保釈された田中敏雄からビブリア古書堂に投げ込まれた一通の手紙、そこには「『晩年』をすり替えたお前の猿芝居を知っている」と記されていた。
栞子と相談して五浦大輔は田中と接触するが、どうやら差出人は彼の名を騙った別人だったらしい。逆に彼からそれとは別に、祖父が持っていた『晩年』初版本の行方を捜して欲しいとの依頼を持ちかけられる。
調べを進めていくうちに、やがてその謎は栞子や大輔自身にまで繋がっていく。
果たして真の依頼者の正体は?その目的は?


e0033570_23060220.jpg晴れて交際を始めた栞子さんと大輔くんのラブラブっぷりが微笑ましく、それをまた妹の文香が周囲に広めてしまい、皆が茶化す方へ茶化す方へと引っ張っていくので、そのやり取りが余計可笑しい。

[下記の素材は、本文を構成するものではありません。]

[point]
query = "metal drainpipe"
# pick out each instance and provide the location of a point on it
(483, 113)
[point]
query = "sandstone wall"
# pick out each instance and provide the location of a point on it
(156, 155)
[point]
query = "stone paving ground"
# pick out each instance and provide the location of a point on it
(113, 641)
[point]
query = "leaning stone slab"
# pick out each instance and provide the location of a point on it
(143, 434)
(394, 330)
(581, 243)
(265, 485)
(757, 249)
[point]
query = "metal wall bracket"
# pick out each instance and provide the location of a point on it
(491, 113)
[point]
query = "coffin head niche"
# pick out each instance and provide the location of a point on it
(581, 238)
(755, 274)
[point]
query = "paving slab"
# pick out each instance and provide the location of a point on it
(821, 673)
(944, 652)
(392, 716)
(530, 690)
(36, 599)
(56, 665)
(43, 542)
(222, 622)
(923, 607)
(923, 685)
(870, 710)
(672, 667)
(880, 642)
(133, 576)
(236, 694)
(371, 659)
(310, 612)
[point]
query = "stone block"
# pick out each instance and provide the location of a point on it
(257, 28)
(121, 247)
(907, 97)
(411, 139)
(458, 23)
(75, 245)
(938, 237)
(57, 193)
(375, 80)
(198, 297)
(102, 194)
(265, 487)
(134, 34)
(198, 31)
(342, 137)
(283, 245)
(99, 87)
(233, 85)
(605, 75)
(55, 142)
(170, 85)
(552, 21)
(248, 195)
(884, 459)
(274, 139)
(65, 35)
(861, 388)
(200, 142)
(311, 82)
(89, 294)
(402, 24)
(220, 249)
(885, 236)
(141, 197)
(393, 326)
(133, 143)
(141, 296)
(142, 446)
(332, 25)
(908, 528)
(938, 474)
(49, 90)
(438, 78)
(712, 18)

が、物語はいよいよ佳境へ入った様子で、栞子の両親や祖父、それに大輔の祖母を巻き込んだ過去の因縁話へと踏み込んできている。
このもつれた糸の先に二人の明るい未来が待っているのか。
著者自身のコメントによれば次の7巻か8巻でこのシリーズは完結するとのこと。終わってしまうのは非常に寂しいが、最後の謎解きに唸らされるような大団円を期待したい。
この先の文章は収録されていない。